The powers that be have asked me, as is their custom, to write a “year in review” column. Now you might think this is a relatively easy task, but for me who cannot begin to remember what I had for dinner last night, this is a monumental challenge. I think the best way for me to prepare for this undertaking is to look at the 52 columns I wrote this year and see if any of them shake my memory.

I seem to recall visiting my doctor on several occasions and in each instance, he called me “Paul.” I wonder whether he calls Paul by my name and whether he treats me for Paul’s ailments.

I remember being overwhelmed by shopping for my fire rebuild. I sat on so many toilets I felt I might be suffering from a stomach disorder. When I finally chose a toilet I liked, I was informed that I was sitting on a bidet.

I travelled to Sequoia National Park to see the giant trees. As they grow older, the trees cease to get taller but expand in girth, just like me. I was so sore from all that walking that upon my return to Malibu, I sought a massage lady who tore me limb from limb. I felt like Mike Tyson had given me the massage.

A couple of months ago a fire in Eastern Malibu almost burnt the house down where I am staying until my home which burnt a year ago is rebuilt. I got out a garden hose and was prepared to save this house, but ended up giving myself a shower instead.  I don’t think I will ever be a fireman.

I saw an ad for brain enhancement—something I can use. The main ingredient comes from a jellyfish. I now need help from a jellyfish in order to think. It has come to that.

In the past, I always had plenty of material goods, but after the fire, I celebrated getting just about anything. It is amazing how a cheese board can generate immeasurable pleasure. There was almost nothing that people offered me I wouldn’t gladly take. That’s still true. I do understand the concept that it is better to give than to receive, but I must confess receiving is mighty fine.

I have spent considerably more time than I could ever have wanted in the belly of the Blue Whale, a gigantic building in the Design Center. I have looked at door knobs and faucets and toilet paper holders and everything else imaginable. There is far too much choice available, and if I were president, I would mandate a maximum of two choices per object. But I am not president, so I guess I will continue to browse and suffer.

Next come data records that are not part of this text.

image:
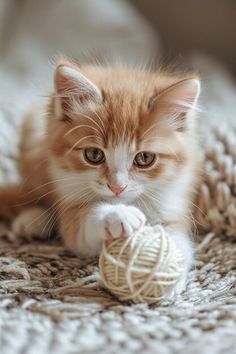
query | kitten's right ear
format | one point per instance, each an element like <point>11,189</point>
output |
<point>74,92</point>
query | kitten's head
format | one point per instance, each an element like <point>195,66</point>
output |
<point>118,134</point>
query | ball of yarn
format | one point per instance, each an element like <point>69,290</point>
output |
<point>142,268</point>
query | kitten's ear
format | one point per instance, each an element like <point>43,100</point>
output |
<point>177,103</point>
<point>75,93</point>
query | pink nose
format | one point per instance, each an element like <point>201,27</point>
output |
<point>116,188</point>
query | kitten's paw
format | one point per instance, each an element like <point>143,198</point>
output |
<point>32,222</point>
<point>122,221</point>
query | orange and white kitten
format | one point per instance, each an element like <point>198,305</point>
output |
<point>118,148</point>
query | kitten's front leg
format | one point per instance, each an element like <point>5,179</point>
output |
<point>84,231</point>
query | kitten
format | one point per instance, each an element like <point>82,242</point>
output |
<point>117,148</point>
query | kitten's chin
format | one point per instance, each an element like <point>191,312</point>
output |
<point>125,197</point>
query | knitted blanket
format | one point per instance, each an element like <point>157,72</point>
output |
<point>53,302</point>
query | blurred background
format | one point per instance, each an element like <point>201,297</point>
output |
<point>33,33</point>
<point>188,33</point>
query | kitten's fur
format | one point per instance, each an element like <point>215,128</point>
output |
<point>122,112</point>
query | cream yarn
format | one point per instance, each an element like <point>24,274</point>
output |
<point>142,268</point>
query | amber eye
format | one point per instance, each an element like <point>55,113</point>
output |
<point>144,159</point>
<point>94,155</point>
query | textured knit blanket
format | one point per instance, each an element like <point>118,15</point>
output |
<point>52,302</point>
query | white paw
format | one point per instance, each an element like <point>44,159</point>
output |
<point>33,222</point>
<point>120,220</point>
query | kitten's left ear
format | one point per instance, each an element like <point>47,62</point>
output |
<point>177,103</point>
<point>75,92</point>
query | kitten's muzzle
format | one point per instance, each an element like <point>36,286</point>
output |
<point>116,188</point>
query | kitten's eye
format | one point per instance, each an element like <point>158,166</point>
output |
<point>144,159</point>
<point>94,155</point>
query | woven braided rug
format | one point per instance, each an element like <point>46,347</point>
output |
<point>52,302</point>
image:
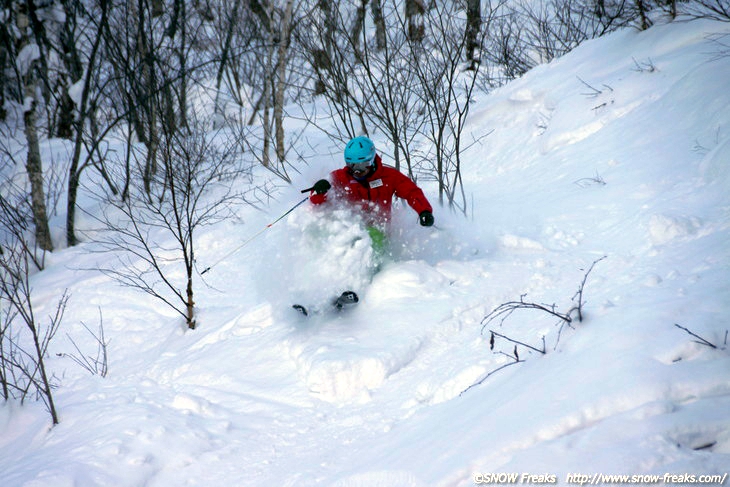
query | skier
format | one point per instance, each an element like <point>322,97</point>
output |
<point>369,186</point>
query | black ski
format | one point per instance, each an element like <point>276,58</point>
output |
<point>346,300</point>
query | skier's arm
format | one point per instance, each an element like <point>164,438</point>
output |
<point>319,192</point>
<point>407,189</point>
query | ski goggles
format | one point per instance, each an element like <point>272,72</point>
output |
<point>360,167</point>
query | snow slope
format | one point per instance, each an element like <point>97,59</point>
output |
<point>619,149</point>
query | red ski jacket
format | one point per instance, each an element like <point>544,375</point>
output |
<point>374,195</point>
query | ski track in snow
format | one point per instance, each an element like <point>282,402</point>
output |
<point>376,396</point>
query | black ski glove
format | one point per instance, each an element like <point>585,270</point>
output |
<point>321,186</point>
<point>426,218</point>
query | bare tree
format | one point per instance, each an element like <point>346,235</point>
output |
<point>24,340</point>
<point>157,232</point>
<point>24,58</point>
<point>712,9</point>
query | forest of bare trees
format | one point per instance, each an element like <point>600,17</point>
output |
<point>97,99</point>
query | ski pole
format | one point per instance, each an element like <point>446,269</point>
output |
<point>254,236</point>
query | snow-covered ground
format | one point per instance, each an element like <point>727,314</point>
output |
<point>619,149</point>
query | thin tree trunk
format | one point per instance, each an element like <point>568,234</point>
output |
<point>281,81</point>
<point>379,22</point>
<point>473,25</point>
<point>34,167</point>
<point>415,11</point>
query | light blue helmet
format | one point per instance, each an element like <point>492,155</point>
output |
<point>360,151</point>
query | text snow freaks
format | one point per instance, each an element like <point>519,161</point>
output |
<point>514,478</point>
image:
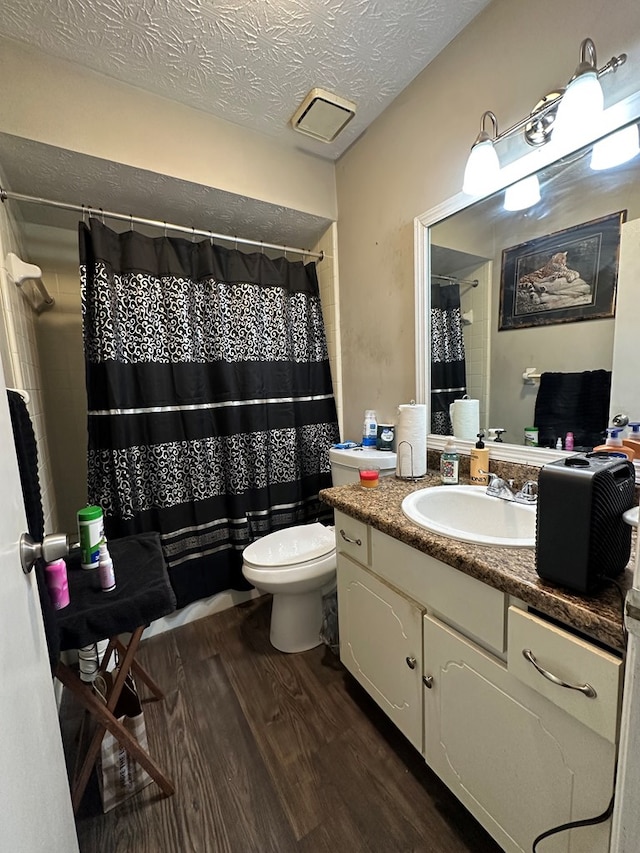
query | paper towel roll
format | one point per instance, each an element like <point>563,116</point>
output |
<point>411,441</point>
<point>465,417</point>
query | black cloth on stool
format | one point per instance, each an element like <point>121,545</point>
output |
<point>142,594</point>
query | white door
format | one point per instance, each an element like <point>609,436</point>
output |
<point>35,805</point>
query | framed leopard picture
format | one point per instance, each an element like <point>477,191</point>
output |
<point>562,277</point>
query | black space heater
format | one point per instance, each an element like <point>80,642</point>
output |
<point>580,534</point>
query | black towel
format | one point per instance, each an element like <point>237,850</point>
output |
<point>27,453</point>
<point>573,402</point>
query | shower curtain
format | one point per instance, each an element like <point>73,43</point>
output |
<point>210,404</point>
<point>448,372</point>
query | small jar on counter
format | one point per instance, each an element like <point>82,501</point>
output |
<point>369,477</point>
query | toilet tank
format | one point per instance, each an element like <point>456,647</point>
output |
<point>345,463</point>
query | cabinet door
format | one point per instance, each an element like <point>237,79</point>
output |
<point>519,763</point>
<point>381,645</point>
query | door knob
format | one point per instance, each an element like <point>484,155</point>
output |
<point>52,547</point>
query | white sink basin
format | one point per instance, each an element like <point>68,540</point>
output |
<point>468,514</point>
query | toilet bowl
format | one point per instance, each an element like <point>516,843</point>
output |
<point>298,567</point>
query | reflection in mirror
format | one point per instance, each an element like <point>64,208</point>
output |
<point>531,308</point>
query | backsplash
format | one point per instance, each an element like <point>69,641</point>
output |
<point>515,471</point>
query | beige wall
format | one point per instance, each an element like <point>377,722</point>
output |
<point>328,281</point>
<point>413,158</point>
<point>62,365</point>
<point>20,361</point>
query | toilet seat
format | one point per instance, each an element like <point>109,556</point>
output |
<point>292,547</point>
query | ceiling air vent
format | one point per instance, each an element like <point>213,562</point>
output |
<point>323,115</point>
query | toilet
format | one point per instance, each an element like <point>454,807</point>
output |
<point>298,565</point>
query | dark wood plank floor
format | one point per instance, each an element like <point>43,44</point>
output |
<point>271,752</point>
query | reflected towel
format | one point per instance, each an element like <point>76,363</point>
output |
<point>573,402</point>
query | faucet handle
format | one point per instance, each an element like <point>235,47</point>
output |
<point>528,494</point>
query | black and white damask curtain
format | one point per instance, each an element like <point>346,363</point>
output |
<point>448,371</point>
<point>211,409</point>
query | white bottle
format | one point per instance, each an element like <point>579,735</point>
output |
<point>369,429</point>
<point>105,569</point>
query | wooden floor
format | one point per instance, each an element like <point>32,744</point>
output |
<point>271,752</point>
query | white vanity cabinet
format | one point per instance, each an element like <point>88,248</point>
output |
<point>380,635</point>
<point>441,653</point>
<point>517,762</point>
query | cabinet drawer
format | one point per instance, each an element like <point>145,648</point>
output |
<point>352,538</point>
<point>575,662</point>
<point>478,610</point>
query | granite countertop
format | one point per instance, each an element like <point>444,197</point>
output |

Oh, I forgot to mention I am going bald, my new iPhone is pulling my pants down, and I am paying for the same dirt to be brought to and then removed from my building site.

Looking back over 2019, I can say It has been a so so year. On a scale of 1 to 10, this year has earned a solid 5. Things could have been much better, but then again, they could have been a lot worse. At least nothing I owned burned.